Par une requête enregistrée le 22 mai 2014, le préfet de la Haute-Savoie demande à la cour :
1°) d'annuler ce jugement du tribunal administratif de Lyon du 11 avril 2014 ;
2°) de rejeter la demande de M. B...tendant à l'annulation de cette décision du 7 avril 2014.
Il soutient que :
- M. B...ne présentait pas de garanties de représentation suffisantes dès lors qu'il était dépourvu de documents d'identité ou de voyage en cours de validité ;
- M. B...ne justifiait pas d'une adresse stable dès lors qu'il était hébergé à titre temporaire et que l'attestation qu'il a présentée était antérieure de plus de quatre mois à l'arrêté attaqué ;
- l'intéressé, entré irrégulièrement en France et ayant fait l'objet d'une obligation de quitter le territoire français, n'entendait pas retourner dans son pays d'origine et utilisait manifestement plusieurs domiciliations, comme son père.

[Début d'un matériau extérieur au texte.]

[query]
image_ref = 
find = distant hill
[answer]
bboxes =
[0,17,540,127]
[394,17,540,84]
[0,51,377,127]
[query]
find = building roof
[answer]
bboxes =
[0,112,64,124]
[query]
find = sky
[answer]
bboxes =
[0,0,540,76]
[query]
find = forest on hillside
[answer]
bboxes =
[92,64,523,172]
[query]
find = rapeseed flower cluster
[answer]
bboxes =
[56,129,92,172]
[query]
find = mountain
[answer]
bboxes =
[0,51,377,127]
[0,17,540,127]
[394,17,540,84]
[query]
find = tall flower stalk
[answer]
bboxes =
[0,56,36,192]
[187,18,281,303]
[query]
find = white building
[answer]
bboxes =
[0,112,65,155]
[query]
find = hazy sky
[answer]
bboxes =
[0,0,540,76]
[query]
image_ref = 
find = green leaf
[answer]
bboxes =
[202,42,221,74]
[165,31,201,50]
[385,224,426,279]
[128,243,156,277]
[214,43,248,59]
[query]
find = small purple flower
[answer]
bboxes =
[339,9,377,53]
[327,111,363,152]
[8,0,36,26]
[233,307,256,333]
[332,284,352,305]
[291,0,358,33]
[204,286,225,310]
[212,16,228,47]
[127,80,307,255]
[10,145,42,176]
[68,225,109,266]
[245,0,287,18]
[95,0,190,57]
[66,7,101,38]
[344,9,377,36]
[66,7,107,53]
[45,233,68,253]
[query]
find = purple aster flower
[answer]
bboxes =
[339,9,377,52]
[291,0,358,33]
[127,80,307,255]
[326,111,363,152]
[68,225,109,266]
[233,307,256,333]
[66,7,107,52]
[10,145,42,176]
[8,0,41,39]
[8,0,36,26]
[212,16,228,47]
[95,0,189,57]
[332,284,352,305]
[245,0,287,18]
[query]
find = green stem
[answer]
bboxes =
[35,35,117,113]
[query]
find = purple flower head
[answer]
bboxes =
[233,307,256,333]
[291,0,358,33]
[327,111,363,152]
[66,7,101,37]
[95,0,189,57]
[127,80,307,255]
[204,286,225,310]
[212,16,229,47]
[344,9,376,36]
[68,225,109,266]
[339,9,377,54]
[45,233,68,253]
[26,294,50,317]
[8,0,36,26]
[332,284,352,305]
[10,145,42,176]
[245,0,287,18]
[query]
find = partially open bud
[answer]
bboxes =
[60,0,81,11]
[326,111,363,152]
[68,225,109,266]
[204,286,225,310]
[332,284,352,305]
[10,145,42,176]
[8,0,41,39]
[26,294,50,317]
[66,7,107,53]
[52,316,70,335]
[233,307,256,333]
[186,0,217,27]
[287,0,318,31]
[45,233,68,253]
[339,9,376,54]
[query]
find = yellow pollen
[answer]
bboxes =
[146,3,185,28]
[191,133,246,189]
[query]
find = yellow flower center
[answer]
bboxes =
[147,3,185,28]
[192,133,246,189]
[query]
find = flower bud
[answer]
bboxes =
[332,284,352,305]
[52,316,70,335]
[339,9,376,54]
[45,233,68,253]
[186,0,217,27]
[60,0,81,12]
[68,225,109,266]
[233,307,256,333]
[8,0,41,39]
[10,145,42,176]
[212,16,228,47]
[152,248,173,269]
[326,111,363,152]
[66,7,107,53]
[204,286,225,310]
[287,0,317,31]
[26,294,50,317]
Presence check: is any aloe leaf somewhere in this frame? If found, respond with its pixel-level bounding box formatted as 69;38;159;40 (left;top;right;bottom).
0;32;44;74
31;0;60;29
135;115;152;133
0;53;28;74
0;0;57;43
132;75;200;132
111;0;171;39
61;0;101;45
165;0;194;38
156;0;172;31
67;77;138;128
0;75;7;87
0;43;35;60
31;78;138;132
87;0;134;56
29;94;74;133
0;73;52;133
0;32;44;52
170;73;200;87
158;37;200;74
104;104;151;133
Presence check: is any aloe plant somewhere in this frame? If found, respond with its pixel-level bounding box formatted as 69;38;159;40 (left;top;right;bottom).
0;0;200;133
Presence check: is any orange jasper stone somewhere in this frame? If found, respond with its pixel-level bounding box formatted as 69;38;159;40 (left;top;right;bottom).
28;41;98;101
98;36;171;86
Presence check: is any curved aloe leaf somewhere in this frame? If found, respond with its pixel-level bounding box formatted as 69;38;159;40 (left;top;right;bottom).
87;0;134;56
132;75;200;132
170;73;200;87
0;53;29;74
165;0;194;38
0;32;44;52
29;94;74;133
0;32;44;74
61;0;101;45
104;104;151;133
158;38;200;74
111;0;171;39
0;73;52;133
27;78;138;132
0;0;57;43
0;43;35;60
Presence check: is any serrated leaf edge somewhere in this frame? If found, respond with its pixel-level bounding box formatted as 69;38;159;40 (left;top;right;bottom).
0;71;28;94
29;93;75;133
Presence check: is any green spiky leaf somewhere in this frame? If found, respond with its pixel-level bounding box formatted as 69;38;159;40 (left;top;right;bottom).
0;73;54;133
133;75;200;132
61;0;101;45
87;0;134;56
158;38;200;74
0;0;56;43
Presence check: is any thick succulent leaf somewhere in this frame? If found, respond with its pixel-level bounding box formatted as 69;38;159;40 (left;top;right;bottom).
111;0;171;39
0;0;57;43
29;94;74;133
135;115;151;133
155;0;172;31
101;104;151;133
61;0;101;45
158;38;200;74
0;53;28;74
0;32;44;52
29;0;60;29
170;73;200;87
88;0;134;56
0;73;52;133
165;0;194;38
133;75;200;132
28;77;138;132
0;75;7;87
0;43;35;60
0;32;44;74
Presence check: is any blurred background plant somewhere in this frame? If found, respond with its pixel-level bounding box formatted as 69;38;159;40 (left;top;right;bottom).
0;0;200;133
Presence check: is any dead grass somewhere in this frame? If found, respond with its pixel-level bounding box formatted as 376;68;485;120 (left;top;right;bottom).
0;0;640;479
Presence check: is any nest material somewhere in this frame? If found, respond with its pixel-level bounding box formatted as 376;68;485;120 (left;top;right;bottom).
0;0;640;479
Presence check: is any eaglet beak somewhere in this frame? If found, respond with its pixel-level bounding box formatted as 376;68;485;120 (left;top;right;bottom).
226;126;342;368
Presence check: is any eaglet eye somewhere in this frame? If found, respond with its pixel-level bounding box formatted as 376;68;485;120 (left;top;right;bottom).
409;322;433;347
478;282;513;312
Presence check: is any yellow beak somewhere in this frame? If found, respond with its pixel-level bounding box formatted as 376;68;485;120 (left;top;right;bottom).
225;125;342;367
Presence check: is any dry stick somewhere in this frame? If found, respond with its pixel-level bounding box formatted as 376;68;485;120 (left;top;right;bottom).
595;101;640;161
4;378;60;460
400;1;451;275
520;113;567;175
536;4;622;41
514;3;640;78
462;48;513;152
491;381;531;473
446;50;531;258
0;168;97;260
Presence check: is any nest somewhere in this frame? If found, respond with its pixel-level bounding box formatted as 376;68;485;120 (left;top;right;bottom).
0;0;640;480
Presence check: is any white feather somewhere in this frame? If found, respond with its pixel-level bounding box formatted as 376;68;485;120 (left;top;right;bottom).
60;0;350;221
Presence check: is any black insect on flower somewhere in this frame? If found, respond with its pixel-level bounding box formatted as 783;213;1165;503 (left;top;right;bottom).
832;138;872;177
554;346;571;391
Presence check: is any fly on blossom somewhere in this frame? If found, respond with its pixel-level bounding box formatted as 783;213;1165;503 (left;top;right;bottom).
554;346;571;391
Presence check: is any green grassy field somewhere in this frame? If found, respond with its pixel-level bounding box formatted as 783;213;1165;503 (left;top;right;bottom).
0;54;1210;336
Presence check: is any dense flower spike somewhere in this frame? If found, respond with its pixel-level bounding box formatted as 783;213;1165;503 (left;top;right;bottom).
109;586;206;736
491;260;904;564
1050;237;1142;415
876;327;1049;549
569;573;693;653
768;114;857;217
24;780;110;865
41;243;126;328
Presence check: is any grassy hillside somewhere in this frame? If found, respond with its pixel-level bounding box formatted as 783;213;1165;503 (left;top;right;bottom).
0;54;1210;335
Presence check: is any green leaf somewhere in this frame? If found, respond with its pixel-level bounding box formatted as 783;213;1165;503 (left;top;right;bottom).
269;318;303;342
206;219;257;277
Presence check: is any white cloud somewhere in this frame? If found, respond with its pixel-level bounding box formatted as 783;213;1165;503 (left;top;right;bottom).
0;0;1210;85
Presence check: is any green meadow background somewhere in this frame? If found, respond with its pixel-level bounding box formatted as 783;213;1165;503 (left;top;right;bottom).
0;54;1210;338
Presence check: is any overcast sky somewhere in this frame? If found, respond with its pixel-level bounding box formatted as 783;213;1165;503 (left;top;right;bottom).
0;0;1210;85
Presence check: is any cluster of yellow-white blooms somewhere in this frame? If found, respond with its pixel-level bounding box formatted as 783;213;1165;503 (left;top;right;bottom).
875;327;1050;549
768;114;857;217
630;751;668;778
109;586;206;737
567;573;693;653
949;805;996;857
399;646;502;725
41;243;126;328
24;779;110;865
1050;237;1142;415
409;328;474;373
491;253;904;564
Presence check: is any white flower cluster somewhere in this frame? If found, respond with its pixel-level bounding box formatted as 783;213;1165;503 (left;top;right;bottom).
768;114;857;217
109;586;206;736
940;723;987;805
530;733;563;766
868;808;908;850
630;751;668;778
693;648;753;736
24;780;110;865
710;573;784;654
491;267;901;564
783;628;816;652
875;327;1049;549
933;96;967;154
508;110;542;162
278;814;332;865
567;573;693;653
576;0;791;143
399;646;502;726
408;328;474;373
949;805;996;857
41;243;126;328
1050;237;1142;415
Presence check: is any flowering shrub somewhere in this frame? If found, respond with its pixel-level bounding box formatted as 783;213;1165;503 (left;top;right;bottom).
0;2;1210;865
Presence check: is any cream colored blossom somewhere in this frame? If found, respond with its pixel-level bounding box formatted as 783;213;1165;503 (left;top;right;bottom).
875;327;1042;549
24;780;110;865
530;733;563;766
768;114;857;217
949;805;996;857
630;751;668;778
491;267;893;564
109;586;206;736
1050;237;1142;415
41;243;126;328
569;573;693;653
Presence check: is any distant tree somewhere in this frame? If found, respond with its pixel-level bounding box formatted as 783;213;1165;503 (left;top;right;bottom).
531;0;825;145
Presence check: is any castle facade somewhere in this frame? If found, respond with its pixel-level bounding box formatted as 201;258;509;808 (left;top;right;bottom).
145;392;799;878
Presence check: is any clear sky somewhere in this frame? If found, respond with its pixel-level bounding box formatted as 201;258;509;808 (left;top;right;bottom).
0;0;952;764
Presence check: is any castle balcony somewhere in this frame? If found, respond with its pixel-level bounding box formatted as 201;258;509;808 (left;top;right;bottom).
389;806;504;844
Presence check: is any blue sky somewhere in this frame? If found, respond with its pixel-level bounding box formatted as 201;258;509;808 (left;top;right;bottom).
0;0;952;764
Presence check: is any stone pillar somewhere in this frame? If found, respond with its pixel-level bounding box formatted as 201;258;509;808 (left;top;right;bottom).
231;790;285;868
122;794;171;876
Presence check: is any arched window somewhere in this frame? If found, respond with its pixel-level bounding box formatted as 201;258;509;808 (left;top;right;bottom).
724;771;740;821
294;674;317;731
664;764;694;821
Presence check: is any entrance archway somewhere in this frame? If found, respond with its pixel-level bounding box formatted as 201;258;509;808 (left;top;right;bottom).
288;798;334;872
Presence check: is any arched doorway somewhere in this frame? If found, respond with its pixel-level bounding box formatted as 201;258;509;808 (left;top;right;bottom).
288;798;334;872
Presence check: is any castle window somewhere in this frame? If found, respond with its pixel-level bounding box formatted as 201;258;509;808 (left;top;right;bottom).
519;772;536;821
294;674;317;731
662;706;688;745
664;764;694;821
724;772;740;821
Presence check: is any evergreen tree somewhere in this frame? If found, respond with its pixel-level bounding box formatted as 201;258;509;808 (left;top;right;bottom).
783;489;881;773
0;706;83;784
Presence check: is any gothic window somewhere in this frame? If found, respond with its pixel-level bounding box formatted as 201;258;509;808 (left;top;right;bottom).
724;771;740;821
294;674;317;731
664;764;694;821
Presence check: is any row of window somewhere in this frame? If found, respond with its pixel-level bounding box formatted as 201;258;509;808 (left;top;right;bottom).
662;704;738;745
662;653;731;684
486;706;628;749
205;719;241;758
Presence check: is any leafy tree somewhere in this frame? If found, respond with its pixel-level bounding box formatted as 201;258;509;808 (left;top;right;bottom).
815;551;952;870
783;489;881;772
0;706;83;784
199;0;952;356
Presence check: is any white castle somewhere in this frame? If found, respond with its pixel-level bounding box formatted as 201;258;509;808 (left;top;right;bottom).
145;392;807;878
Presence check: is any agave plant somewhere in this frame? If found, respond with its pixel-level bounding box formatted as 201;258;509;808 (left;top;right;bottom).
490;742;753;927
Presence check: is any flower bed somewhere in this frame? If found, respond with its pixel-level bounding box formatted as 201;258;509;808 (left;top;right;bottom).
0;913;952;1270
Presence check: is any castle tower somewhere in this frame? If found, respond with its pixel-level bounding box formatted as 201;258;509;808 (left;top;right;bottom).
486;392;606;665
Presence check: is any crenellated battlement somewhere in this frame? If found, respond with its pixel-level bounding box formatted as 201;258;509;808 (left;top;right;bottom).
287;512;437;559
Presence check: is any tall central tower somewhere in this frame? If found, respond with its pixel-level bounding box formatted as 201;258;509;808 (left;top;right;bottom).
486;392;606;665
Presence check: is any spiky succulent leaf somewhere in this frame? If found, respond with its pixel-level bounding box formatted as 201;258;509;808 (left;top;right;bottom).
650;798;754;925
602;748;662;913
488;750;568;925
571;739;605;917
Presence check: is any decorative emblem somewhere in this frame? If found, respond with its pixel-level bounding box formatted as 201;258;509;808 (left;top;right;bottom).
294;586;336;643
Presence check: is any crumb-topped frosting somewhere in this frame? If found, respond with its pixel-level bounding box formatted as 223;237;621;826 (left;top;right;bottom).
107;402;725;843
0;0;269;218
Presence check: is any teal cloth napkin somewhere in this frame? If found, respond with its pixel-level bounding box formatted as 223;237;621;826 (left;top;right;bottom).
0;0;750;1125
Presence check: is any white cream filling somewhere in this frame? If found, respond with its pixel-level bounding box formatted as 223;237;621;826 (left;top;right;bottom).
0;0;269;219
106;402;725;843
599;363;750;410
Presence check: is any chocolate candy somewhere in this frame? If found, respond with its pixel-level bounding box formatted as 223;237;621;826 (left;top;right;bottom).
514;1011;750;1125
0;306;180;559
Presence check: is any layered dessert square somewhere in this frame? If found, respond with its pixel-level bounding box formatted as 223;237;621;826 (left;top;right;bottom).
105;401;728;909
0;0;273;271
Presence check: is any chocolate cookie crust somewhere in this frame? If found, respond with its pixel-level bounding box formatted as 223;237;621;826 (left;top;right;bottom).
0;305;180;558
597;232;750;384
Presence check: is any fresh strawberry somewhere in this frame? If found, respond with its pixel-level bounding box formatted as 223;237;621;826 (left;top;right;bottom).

La requête a été communiquée à M.B..., qui n'a pas produit de mémoire.
Par ordonnance du 8 janvier 2015, la clôture d'instruction a été fixée au 27 février 2015.
Vu les autres pièces du dossier.
Vu :
- la convention européenne de sauvegarde des droits de l'homme et des libertés fondamentales ;
- le code de l'entrée et du séjour des étrangers et du droit d'asile ;
- la loi n° 91-647 du 10 juillet 1991 ;
- le code de justice administrative.
Le président de la formation de jugement a dispensé le rapporteur public, sur sa proposition, de prononcer des conclusions à l'audience.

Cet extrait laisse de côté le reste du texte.